Bofors and `Q' saga get curiouser

It was not a fit case for filing an SLPProsecution failed to get Quattrocchi extradited

NEW DELHI: Additional Solicitor-General K. P. Pathak had maintained on October 7, 2005 that the CBI was unable to show that funds in the accounts had any link with the offences of conspiracy, cheating and corruption made out in the Bofors case.

In his 15-page opinion if a Special Leave Petition (SLP) ought to be filed challenging the Delhi High Court judgment of May 31, 2005, Mr. Pathak held that "proceedings against all the accused persons such as the Hindujas, Bofors and Quattrocchi will be nothing but an abuse of the process of the Court." In his opinion, it was not a fit case for filing an SLP.

He observed that the prosecution took long time of about nine years to file the first charge-sheet in the Bofors case and it was followed by a supplementary charge-sheet. "Even, now the prosecution is admittedly neither in a position to procure the original documents in terms of the Evidence Act, nor [can it] state affirmatively that it would be in a position to prove the said photocopied documents in terms of the mandatory provisions of the Indian Evidence Act," he said.

According to Mr. Pathak's opinion, a copy of which was accessed by The Hindu, the prosecution in spite of vigorously pursuing at all judicial proceedings at all levels of Malaysian courts, has failed in its endeavour to extradite Mr. Quattrocchi. "Further more, the prosecution's endeavour to prosecute the public servants under the Prevention of Corruption Act has also failed," the ASG said.

After nine years of investigation, the CBI on September 22, 1999 filed a charge-sheet in the court of Special Judge, Delhi.

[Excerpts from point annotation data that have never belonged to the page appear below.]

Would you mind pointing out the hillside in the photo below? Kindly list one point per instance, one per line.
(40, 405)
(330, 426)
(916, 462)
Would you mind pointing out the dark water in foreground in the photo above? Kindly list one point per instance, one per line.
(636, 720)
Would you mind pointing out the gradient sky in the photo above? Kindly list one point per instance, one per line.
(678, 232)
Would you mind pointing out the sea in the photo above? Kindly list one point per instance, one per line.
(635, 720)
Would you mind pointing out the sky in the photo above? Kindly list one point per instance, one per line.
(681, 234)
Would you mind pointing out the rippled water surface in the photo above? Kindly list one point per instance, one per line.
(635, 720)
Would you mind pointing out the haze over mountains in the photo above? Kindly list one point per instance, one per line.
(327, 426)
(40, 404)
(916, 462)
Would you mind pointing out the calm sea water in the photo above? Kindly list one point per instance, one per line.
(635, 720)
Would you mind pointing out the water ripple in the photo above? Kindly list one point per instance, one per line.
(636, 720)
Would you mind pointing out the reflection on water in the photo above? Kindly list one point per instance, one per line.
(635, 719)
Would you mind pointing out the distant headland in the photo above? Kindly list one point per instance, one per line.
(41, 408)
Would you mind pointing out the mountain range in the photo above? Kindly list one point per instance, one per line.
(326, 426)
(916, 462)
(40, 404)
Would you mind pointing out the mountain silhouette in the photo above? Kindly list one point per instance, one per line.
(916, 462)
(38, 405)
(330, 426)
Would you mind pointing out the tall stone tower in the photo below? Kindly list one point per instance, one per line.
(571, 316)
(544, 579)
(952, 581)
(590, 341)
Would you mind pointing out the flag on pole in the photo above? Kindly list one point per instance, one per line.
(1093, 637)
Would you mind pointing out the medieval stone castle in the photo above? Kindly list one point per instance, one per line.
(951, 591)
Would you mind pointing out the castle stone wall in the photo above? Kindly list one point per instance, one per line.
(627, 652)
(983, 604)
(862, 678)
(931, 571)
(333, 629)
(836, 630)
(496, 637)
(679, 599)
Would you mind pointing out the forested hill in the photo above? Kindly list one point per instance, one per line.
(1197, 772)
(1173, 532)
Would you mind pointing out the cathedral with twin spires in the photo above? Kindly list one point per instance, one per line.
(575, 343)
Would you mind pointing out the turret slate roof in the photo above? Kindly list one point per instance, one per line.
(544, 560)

In the course of Mr. Pathak's query to the CBI officials, it came to light that the agency was unable to produce any original document or authenticated document in terms of the Indian Evidence Act. The CBI was relying upon the same documents in the case against Mr. Quattrocchi.

The ASG observed that Mr. Quattrocchi's name neither figured in the FIR nor was he interrogated by the CBI till July 1993 even though the investigations by the agency commenced in 1990. He left India for Malaysia on June 29, 1993 and on February 6, 1997 a non-bailable warrant was issued against him by the Special Court which could not be executed.

A charge-sheet was filed against Mr. Quattrocchi and former Bofors agent W.N. Chadha on September 22, 1999. The Special Court took cognisance of the offences against the two on November 5, 1999, six years after Mr. Quattrocchi left the country. The Government made a request to the Malaysian Government for his extradition on March 7, 2000 which was further supplemented by certain information in July, 2000. It went to the Malaysian Sessions Court and to the level of the Court of Appeal and Federal Court.

"At all levels, the Malaysian Courts ruled against the extradition of Mr. Quattrocchi. The sessions court had ruled against the extradition on the ground that the charges alleged against Mr. Quattrocchi were vague and untenable and did not make out a case of extradition,'' the ASG noted.